Carrie Peterson, MD, MS, explains how physicians with the Froedtert & the Medical College of Wisconsin Colorectal Cancer Program successfully treat people with colorectal cancer using innovative surgeries, drugs and radiation therapy techniques.

Carrie Peterson, MD, MS

Q: What should people know about colorectal cancer?

Dr. Peterson: Get screened. With a colonoscopy, we can remove growths before they turn into cancer and biopsy suspicious growths for testing in one procedure. Stool tests are also effective in screening for cancer in many people.  

Q: Are younger people getting colorectal cancer?

Dr. Peterson: Yes, and accordingly, the age for a first screening has gone from 50 to 45. We think the younger onset age is an environmental factor, not a hereditary factor.

Q: Why is it important for people with colorectal cancer to see a colorectal cancer specialist?

Dr. Peterson: Treatments, especially for rectal cancer, have changed dramatically in the last three years. Our team sees a large number of patients and conducts clinical trials. We know the treatment nuances — especially for people with complicated medical histories and familial syndromes that increase the risk of developing colorectal cancers. Doctors who study and treat colorectal disease every day are more aware of the latest treatments.
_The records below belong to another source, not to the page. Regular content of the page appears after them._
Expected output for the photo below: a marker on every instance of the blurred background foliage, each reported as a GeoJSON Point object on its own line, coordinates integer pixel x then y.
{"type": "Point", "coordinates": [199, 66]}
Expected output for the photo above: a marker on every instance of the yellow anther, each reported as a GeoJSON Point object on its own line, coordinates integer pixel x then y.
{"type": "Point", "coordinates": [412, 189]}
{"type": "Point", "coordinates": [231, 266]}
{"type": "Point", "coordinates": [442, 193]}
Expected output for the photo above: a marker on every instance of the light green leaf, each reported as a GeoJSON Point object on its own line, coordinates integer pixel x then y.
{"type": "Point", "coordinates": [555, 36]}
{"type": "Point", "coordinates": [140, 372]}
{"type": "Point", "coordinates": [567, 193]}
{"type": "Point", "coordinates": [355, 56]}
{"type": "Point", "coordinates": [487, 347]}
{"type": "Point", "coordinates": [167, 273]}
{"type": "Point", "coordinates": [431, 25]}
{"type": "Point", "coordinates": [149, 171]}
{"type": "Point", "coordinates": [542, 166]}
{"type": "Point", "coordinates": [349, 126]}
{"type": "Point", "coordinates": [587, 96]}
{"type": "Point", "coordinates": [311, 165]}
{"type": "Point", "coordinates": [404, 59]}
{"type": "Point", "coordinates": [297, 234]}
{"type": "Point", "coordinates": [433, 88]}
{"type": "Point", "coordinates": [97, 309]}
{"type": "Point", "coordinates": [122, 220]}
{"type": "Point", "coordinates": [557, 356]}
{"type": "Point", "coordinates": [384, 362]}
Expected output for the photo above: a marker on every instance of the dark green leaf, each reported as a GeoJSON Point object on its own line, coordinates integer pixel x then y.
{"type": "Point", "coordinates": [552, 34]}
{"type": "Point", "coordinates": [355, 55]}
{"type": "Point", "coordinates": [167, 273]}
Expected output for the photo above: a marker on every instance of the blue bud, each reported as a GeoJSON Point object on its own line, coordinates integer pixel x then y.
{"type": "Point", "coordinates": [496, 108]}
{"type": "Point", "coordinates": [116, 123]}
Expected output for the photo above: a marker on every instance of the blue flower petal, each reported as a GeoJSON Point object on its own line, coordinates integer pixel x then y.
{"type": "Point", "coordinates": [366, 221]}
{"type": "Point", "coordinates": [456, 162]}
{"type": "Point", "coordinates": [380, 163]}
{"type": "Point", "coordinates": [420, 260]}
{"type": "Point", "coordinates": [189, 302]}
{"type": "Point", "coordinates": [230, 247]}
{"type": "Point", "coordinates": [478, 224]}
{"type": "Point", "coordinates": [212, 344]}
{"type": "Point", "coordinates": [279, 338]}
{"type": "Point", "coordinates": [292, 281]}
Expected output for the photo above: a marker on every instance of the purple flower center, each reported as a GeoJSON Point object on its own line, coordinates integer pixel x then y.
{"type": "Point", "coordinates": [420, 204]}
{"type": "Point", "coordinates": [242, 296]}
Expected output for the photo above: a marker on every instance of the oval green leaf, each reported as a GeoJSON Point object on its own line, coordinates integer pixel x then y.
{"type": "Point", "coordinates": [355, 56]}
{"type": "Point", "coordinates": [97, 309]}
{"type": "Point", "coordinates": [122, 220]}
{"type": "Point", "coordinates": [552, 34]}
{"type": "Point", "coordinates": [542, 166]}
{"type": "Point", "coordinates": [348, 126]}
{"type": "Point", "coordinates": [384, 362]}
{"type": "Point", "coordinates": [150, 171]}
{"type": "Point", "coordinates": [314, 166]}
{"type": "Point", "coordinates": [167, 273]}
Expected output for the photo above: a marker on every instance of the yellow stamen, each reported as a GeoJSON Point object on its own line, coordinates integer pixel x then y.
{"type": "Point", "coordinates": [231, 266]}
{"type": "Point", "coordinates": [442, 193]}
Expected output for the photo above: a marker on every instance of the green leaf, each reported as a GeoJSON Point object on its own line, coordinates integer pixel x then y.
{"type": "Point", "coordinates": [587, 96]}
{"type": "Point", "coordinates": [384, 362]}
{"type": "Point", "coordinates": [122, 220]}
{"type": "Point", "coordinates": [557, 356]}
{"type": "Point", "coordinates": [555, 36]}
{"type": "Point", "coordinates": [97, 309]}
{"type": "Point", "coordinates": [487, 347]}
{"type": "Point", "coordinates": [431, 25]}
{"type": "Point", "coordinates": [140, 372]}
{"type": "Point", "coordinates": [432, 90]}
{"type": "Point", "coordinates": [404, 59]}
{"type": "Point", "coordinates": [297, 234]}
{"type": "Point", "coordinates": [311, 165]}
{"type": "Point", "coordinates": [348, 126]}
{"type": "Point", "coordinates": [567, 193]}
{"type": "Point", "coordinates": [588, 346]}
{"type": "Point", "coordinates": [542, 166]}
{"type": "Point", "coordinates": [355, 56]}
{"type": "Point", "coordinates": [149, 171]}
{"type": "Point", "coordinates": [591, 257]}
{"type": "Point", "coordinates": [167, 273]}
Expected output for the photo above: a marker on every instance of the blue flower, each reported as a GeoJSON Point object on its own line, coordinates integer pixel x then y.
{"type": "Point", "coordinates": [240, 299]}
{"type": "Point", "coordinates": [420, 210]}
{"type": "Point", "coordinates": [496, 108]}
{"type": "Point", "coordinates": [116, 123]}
Our multidisciplinary approach means we meet every week — surgeons, radiation and medical oncologists and other specialists — to review a patient’s diagnosis and treatment plan. This focused expertise influences outcomes.

Q: Describe the latest advances in colorectal surgery.

Dr. Peterson: Minimally invasive procedures like laparoscopic and robotic surgery offer less blood loss, faster recovery and effectiveness equal to traditional surgery. Robotic surgery may help preserve pelvic nerves and sexual function. We also offer sphincter-preserving surgery for eligible patients. People worry about ending up with an ostomy — an opening in the belly to expel waste through a tube into a pouch. A patient may need an ostomy if anal muscle is involved with the tumor and muscle must be removed to get all the tumor out. In some situations, an ostomy may be temporary.

Q: Does everyone need surgery?

Dr. Peterson: No. In 30% to 60% of patients with rectal cancer, the tumor could go away with initial treatment, and we may take a watch-and-wait approach instead of surgery. Because there is a chance the tumor will return, we monitor carefully with scope procedures and imaging so treatment can start promptly, if needed. With colon cancer, due to a lower risk of recurrence, surgery is the first step and sometimes the only treatment needed.

Q: How about immune therapies?

Dr. Peterson: Immunotherapy is a promising treatment for some people, but you must have a certain gene mutation to be eligible. We test everyone diagnosed with colorectal cancer for mutations.

Q: Are there more targeted ways of addressing radiation therapy?

Dr. Peterson: We are one of only a few centers to offer the Unity MR-linac, which combines MRI with a linear accelerator. It's highly precise, allowing us to adjust the radiation dose to the tumor's exact position and size during each session.

Q: What about clinical trials?

Dr. Peterson: When tumor cells die, they release bits of DNA into the bloodstream. We have several trials, including one exploring a blood test for circulating tumor DNA to tell us if a tumor is gone after treatment.

Q: Are there options for late-stage, inoperable or metastatic disease?

Dr. Peterson: Even if the tumor has spread to the liver or the lungs, we can sometimes remove it with surgery. If we can’t, treatments like chemotherapy or targeted drug therapy are options.